Zhou Enlai (au centre) en réunion avec Mao Zedong (à droite) et le secrétaire d'État américain Henry Kissinger

Fils d'un mandarin, il fait des études universitaires au Japon. En 1919, il revient en Chine pour participer au mouvement du 4 mai qui manifeste contre l'influence japonaise et occidentale. Il émigre en France en 1920. Il se fixe à Billancourt (Hauts de Seine) près des usines automobiles Renault. En 1922, il fonde la section française du Parti communiste chinois (où viendra militer Deng Xiaoping). Retourné en Chine en 1924, il devient instructeur à l'Académie militaire de Whampoa (près de Xuangzhou-Canton). Il organise le mouvement communiste dans les villes chinoises. Il échappe de peu au massacre des communistes ordonné par Tchang Kaï-chek (chef du parti Guomindang) en 1927. Il rejoint alors Mao Zedong qui a organisé une république communiste dans le Jangxi. Lors de l'attaque de celle-ci par les armées du Guomindang il s'enfuit en participant à la Longue marche qui en 1934-1935, mènera les communistes jusqu'au Shanxi. Pendant la guerre contre le japonais et la seconde guerre mondiale il représente les communistes dans le gouvernement chinois installé à Chongqing.

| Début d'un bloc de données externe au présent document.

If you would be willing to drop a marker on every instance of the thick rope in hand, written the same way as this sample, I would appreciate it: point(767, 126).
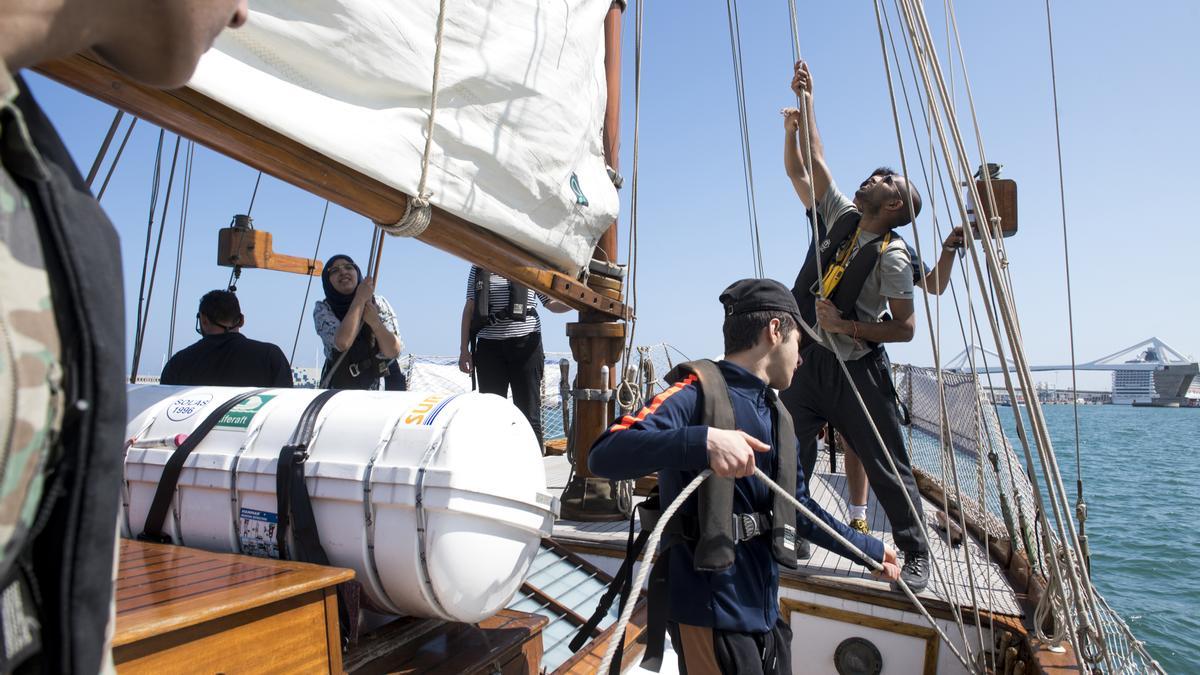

En 1949, à la fondation de la République populaire chinoise, il est nommé Premier ministre et il sera ministre des affaires étrangères jusqu'en 1958. En 1954, il participe à la conférence de Genève qui met fin à la guerre d'Indochine. Puis en 1955, il est un des leaders de la Conférences de Bandoeng qui réunit les pays afro-asiatiques contre le colonialisme. Fidèle soutien de Mao Zedong, il essaie par ses compétences comme gestionnaire de limiter les dégâts causés par le « Grand bond en avant » voulu par Mao Zedong en 1956. Pendant la révolution culturelle chinoise il est critiqué par les Gardes rouges mais conserve son poste de Premier ministre. Au début des années 1970, il est l'artisan de la diplomatie du ping pong qui permet les rapprochements de la Chine et des États-Unis. Il est partisan de la modernisation de la Chine ; pour la réussir il s'appuie de plus en plus sur Deng Xiaoping qui aurait dû être son successeur.